THE BRILLIO WAY – CRED Framework
Most enterprises don’t have a data problem. They have a decision-support problem dressed up as one. Thousands of reports, competing KPI definitions, and a 30% adoption rate on tools that cost hundreds of millions to deploy. The gap isn’t technological. It’s philosophical.
Brillio’s approach starts with a different question: not “what reports can we build?” but “what decisions does this person need to make, and what’s getting in the way?” Design thinking, applied to analytics, means the decision maker sits at the center of every transformation conversation. That shift alone changes everything about how an enterprise AI solution gets scoped and delivered.
The CRED framework gives that philosophy a rigorous, quantitative spine. By applying machine learning models to existing report usage logs, Brillio classifies the entire reporting portfolio along four axes: Consolidate, Retain, Eliminate, and Develop. One large enterprise customer entered this process with over 1,500 reports. Usage data told a clear story before any human conversation happened.
But data only takes you so far. Brillio’s discovery workshops layer in persona mapping to validate what the numbers suggest. Who is this dashboard actually for? What’s their technical maturity? Where do they consume insights, and how much time are they willing to spend finding them? Those answers shape not just what gets built, but how it gets presented. Actionable, low-friction, and designed for the person who has a meeting in 20 minutes. That’s the standard Brillio’s analytics digital transformation consulting practice holds itself to.
CRED framework to rationalize existing report portfolio with a quantitative approach
Most enterprises don’t have a reporting problem. They have a trust problem, disguised as a reporting problem. Thousands of dashboards, conflicting KPI definitions, and analysts spending more time reconciling numbers than generating insight, that’s the reality Brillio consistently encounters when beginning an AI digital transformation engagement.
The CRED framework is Brillio’s answer. Built on machine learning applied directly to report usage logs, it classifies every dashboard in an existing portfolio across four actions: Consolidate, Retain, Eliminate, and Develop. The logic is deliberate. Before any enterprise AI solutions or modern self-service tools enter the picture, the data has to tell you what’s actually being consumed, and what’s quietly costing bandwidth without delivering value.
Consumption frequency, user reach, and report similarity scores drive the initial classification. Reports with overlapping content and divergent KPI definitions are flagged for consolidation. Those with near-zero usage and no clear owner become elimination candidates. High-frequency reports serving distinct personas get retained as foundation assets. And genuine white-space, unmet analytical demand confirmed through discovery sessions, surfaces as development opportunities.

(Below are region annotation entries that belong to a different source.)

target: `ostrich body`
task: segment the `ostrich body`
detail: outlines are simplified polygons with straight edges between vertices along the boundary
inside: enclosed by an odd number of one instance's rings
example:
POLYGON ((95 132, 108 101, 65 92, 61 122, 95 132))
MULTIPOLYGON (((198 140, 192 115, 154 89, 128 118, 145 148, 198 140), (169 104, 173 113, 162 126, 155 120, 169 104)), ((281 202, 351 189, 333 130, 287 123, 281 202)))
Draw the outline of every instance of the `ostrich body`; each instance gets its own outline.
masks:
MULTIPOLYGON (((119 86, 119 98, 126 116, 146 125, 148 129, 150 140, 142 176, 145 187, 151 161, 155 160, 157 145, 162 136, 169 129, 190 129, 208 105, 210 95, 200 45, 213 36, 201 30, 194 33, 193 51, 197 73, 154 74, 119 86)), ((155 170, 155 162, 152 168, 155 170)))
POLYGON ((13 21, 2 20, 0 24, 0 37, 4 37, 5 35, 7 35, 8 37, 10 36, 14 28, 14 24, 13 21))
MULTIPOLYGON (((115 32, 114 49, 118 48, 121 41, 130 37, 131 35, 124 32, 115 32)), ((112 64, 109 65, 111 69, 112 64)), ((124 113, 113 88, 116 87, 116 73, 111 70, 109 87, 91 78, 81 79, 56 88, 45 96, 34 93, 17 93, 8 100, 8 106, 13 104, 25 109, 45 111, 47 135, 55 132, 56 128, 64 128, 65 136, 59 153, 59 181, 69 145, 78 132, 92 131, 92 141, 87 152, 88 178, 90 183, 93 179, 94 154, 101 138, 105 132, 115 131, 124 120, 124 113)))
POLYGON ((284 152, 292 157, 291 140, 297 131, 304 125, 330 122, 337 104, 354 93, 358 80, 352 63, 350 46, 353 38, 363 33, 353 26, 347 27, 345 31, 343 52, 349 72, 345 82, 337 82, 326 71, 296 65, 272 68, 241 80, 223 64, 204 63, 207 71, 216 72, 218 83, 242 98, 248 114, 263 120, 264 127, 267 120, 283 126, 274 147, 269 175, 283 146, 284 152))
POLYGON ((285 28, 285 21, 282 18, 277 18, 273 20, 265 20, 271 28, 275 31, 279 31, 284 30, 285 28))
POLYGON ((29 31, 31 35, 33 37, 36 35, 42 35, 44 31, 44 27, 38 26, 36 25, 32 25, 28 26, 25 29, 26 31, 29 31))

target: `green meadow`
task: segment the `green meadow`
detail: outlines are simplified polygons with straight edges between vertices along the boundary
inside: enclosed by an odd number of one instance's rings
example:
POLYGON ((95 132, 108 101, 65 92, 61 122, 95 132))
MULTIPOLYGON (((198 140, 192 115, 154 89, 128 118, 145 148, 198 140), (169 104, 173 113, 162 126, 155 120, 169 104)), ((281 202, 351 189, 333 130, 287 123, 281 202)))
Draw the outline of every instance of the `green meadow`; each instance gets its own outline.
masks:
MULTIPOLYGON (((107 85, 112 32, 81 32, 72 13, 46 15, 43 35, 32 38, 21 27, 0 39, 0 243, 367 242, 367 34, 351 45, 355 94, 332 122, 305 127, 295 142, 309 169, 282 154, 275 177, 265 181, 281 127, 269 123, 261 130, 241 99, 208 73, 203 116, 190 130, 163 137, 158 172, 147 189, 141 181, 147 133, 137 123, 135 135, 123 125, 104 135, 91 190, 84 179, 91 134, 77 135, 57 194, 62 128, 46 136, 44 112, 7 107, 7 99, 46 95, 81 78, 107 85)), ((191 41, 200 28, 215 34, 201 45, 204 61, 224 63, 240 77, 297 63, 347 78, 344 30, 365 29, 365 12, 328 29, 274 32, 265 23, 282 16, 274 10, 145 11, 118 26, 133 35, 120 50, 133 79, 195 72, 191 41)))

The quantitative output doesn’t operate in isolation. Brillio’s persona mapping workshops overlay behavioral and qualitative context onto every CRED recommendation, anchoring decisions in how different users actually consume insights rather than how IT assumed they would. One enterprise entered this process with 1,500-plus reports and a 30% active usage rate. The CRED analysis gave leadership a defensible, data-backed path to a portfolio their teams could navigate, trust, and build on, without starting from scratch.
Sustainability pillars
Getting the CRED framework right is one thing. Keeping it right is another problem entirely. Most enterprise analytics programs collapse not because the initial transformation failed, but because no one built the infrastructure to sustain it. New data sources appear. Business processes shift. KPI definitions drift. And before long, you’re back to spaghetti.
Three pillars hold the model together over time. Continuous change management ensures that every stakeholder, from the executive sponsor to the frontline analyst, understands what a KPI means, how it’s calculated, and why it matters. That shared understanding is what prevents the duplication and conflicting versions of truth that derail even well-resourced digital transformation consulting programs.
Shifting the analytics focus from lagging indicators to leading ones is the second pillar. Predictive insights draw more users in. They create advocates, not just consumers, and those advocates actively resist the siloed behaviors that cause report proliferation in the first place. Enterprise AI solutions, including generative AI capabilities now embedded in modern BI platforms, make this shift more achievable than ever.
Teaching users to self-serve is the third, and arguably the most durable, of all. When analysts spend less time building canned reports and more time generating actual insight, the entire analytics culture changes. Self-serve capabilities compound over time. Each new user who can navigate and interrogate data independently reduces the demand burden on central teams and raises the organization’s collective data literacy. That’s what a sustainable analytics ecosystem looks like in practice.